Em quase todos os casos esse jovem tinha alguma
conta a acertar com a justiça. Só nos últimos anos se converteu em um
praticante que aceitou os chamamentos do EI para matar infiéis. Em sua opinião,
com isto encontraria uma justificativa para sua vida e se converteria em um
mártir em outro mundo.
A reação a tudo isto é uma nova campanha no
Ocidente contra o Islã. O último número da revista The New Yorker
publicou um duro artigo que define o Islã não como uma religião, mas como uma
ideologia.
Na Itália, a Liga Norte, o partido direitista
anti-imigrantes, condenou publicamente o papa Francisco por convidar o Islã
para um diálogo, e o comentarista conservador Giuliano Ferrara disse na
televisão que “nos encontramos em uma guerra santa”.

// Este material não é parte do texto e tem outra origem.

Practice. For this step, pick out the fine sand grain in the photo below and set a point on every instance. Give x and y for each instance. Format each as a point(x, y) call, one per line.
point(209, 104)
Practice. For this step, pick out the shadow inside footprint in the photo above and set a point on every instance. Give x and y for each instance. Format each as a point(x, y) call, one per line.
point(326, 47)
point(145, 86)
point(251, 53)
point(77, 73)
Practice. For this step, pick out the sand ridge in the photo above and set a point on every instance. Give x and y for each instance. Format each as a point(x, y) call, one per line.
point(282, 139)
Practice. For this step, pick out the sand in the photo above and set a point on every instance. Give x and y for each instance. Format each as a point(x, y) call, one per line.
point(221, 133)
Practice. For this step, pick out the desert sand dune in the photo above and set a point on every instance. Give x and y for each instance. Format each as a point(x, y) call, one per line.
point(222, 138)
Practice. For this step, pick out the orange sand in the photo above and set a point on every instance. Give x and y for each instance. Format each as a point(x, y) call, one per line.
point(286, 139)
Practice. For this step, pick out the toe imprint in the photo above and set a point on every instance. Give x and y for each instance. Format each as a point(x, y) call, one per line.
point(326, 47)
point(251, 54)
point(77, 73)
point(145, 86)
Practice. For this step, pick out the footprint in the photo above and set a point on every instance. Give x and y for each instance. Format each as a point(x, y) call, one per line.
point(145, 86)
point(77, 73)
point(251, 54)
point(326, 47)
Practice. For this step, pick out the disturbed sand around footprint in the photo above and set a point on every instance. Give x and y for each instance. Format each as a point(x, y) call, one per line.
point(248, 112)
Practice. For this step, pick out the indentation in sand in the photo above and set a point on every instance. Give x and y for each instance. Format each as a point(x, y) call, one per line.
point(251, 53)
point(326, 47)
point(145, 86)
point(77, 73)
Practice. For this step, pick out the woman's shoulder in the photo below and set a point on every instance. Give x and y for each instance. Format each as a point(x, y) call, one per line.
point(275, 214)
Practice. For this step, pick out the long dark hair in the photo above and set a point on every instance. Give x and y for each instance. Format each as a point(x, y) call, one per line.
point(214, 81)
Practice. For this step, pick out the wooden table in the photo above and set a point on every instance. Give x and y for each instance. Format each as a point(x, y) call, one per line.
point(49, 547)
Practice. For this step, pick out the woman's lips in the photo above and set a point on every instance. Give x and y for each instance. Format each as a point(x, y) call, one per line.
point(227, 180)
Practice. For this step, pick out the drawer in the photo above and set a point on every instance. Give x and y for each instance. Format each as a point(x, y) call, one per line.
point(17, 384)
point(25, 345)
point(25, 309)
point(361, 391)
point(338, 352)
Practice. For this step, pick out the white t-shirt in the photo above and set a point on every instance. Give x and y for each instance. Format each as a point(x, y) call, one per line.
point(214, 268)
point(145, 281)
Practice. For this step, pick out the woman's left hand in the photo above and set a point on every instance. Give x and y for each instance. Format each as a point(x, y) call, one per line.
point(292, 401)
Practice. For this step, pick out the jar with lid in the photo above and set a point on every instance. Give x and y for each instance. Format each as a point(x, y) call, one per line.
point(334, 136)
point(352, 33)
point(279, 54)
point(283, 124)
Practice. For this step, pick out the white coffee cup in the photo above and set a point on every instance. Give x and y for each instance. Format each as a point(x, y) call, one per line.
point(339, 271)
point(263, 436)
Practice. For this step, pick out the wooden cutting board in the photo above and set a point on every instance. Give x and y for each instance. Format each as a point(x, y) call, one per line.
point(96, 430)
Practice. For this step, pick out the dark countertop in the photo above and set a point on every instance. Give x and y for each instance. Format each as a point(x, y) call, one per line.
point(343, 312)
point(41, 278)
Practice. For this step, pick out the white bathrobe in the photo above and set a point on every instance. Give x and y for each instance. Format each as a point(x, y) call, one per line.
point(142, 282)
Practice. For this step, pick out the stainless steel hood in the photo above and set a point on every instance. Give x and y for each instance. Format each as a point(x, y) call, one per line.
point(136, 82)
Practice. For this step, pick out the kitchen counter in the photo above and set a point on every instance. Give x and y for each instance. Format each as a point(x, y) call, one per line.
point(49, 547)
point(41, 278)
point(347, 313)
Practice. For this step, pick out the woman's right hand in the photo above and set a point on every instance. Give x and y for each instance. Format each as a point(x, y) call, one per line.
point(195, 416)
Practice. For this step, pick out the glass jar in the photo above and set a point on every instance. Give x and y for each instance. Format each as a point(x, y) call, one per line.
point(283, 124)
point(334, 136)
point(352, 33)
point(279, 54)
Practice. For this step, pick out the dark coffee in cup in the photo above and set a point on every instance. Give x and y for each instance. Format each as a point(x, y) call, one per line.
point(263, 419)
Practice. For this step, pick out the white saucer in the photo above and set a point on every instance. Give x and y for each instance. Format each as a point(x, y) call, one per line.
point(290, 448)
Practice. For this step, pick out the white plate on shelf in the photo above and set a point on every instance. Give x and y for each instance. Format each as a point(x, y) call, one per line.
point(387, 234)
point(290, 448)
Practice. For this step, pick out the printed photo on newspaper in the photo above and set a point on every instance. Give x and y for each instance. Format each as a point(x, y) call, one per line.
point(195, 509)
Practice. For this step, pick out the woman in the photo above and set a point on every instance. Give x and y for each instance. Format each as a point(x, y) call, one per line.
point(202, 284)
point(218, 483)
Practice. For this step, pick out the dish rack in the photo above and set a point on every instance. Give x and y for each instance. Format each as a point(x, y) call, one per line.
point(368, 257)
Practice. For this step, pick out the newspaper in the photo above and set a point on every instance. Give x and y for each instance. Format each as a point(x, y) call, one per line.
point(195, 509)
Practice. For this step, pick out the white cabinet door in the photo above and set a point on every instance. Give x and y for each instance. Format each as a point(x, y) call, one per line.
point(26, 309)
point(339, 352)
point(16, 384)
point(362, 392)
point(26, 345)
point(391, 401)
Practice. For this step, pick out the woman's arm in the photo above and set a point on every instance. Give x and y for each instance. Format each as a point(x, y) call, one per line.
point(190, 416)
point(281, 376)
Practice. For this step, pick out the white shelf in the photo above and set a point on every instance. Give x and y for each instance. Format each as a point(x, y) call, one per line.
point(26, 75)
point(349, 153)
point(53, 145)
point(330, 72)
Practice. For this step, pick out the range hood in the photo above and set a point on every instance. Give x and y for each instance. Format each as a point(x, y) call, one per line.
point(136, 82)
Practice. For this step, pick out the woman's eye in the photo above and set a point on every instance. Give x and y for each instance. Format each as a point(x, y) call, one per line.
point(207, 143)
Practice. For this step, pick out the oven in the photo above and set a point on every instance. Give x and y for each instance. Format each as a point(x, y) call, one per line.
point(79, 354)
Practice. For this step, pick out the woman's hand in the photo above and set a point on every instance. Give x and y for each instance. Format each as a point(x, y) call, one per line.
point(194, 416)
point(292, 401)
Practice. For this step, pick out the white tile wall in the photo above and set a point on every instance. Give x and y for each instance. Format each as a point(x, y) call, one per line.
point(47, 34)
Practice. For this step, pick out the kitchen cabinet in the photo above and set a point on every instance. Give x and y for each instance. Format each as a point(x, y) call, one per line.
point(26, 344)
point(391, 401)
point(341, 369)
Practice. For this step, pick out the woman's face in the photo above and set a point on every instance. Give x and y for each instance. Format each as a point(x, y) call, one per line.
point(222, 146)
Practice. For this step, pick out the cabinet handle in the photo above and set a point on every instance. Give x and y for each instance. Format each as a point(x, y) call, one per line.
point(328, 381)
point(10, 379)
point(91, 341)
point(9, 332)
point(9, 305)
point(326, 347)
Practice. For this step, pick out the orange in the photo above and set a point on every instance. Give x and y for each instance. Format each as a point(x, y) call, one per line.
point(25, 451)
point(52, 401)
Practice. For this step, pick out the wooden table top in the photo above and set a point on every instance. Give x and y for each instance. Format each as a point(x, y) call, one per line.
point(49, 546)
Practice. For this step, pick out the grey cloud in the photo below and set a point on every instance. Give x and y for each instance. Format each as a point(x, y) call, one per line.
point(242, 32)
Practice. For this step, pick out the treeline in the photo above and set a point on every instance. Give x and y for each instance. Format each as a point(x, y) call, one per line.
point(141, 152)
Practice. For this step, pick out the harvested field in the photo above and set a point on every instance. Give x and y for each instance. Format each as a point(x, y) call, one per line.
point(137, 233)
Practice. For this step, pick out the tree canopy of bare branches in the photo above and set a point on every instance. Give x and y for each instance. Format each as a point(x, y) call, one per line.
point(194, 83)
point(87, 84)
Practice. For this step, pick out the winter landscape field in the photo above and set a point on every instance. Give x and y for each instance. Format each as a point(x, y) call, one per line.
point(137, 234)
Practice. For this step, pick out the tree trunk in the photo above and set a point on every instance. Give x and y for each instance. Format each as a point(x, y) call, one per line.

A reação global europeia e norte-americana é de
denunciar os assassinatos de Paris como o resultado de uma “ideologia mortal”,
como a definiu o presidente da França, François Hollande.
Estudos realizados em toda a Europa indicam que a
imensa maioria dos imigrantes se integrou com êxito na economia. Informes da
Organização das Nações Unidas (ONU) também demonstram que a Europa, com sua
queda demográfica, precisa de uma imigração de pelo menos 20 milhões de pessoas
até 2050, se deseja que sobreviva seu modelo de bem-estar social e seja
competitiva no mundo.
Porém, o que estamos conseguindo? Os partidos de direita
xenófoba condicionam na Europa os governos de Dinamarca, Grã-Bretanha, Holanda
e Suécia, e parecem a ponto de ganhar as próximas eleições na França.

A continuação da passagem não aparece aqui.